Country: Target region Asia, current investments in Cambodia, Vietnam, Myanmar, Timor Leste, Kyrgyzstan, Tajikistan and Kazakhstan. Domiciled in Singapore
Year of investment: 2017
Developing Asian microfinance via the BOPA fund
Finnfund provides finance for Chamroeun in Cambodia via Base of Pyramid Asia (BOPA). This holding company, founded by Christian Andersen of Denmark, specialises in funding and developing microfinance institutions in poor Asian countries. In 2017 Finnfund invested three million US dollars in BOPA.
“We focus on smaller microfinance institutions, which are typically neglected in the big funding landscape,” Andersen says. “We work with them to scale them up, while keeping operations sustainable and balanced, so that they can cover their costs and have a significant positive impact on local communities.”
For Finnfund, the investment in BOPA is a way of supporting small and growing microfinance institutions. The BOPA team can provide support, expertise and resources on a scale that Finnfund would find it hard to match.
This is typical for an investment in a fund. After careful analysis, Finnfund selects funds that offer resources or special skills, for example in a certain sector or region. The overriding objective is that microfinance is developed in a responsible way.
One example of this is SMART, an international campaign promoting ethical practices in microfinance, particularly in terms of client protection. BOPA is committed to the campaign, and most of the microfinance institutions BOPA is financing, including Chamroeun, are already actively endorsing the campaign.

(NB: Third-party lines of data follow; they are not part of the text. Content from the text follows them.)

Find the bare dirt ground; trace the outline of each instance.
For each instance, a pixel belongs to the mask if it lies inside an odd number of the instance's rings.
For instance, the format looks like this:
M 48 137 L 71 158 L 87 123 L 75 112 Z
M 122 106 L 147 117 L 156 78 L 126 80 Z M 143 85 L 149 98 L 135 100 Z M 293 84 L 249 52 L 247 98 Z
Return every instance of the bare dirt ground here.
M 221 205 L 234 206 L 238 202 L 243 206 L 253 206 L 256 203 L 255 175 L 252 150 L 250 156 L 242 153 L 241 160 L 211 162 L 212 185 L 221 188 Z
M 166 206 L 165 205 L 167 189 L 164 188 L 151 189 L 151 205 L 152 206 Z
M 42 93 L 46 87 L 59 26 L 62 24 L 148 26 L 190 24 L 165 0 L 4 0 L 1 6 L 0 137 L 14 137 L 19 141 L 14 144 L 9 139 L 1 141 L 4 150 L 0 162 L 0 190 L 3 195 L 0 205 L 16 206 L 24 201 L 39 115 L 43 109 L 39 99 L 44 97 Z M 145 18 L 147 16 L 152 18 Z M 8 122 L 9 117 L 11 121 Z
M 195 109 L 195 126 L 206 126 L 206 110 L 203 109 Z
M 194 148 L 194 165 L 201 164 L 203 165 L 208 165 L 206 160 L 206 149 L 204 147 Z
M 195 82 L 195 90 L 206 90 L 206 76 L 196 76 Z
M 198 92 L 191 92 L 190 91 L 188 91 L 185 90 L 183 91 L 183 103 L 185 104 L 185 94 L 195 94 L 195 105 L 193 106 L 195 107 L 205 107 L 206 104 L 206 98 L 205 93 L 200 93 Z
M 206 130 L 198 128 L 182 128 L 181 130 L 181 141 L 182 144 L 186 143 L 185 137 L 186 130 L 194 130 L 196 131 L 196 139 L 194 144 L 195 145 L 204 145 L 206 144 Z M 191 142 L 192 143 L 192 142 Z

“Overindebtedness is a hot subject in microfinance,” Andersen says. “We need to ensure that the institutions we work with do not grant credit to customers who will not be able to repay it. The number of loans granted must be managed.”
BOPA is currently a shareholder in seven microfinance institutions that it funds in Southeast and Central Asia: Cambodia, Vietnam, Myanmar, Timor Leste, Kyrgyzstan, Tajikistan and Kazakhstan.
These institutions focus on the poorest segments of the population. Together they have nearly 200,000 customers, 77 percent of them living in rural areas. The average loan is about USD 600 and 64 percent of borrowers are women.
Financial institutions and microcredit for sustainable development
The availability of reliable financial services such as microcredit can play a major role in reducing poverty, creating jobs and promoting gender equality.
Much of the employment created in developing countries is in small businesses, which seldom have easy access to traditional financial services. The lack of finance is a large obstacle to their growth.
According to a study in 2017 by the IFC, part of the World Bank group, about 40 percent of small and medium-sized enterprises in developing countries are starved of vital finance. Their total requirement is as much as USD 5,200 billion.
Financial services can serve to improve the position of women and the very poor. Loans allow investment and also protect against unpredictable risks. They often give women their first opportunity to manage their own finances, reducing their dependency on men and boosting their status in the community.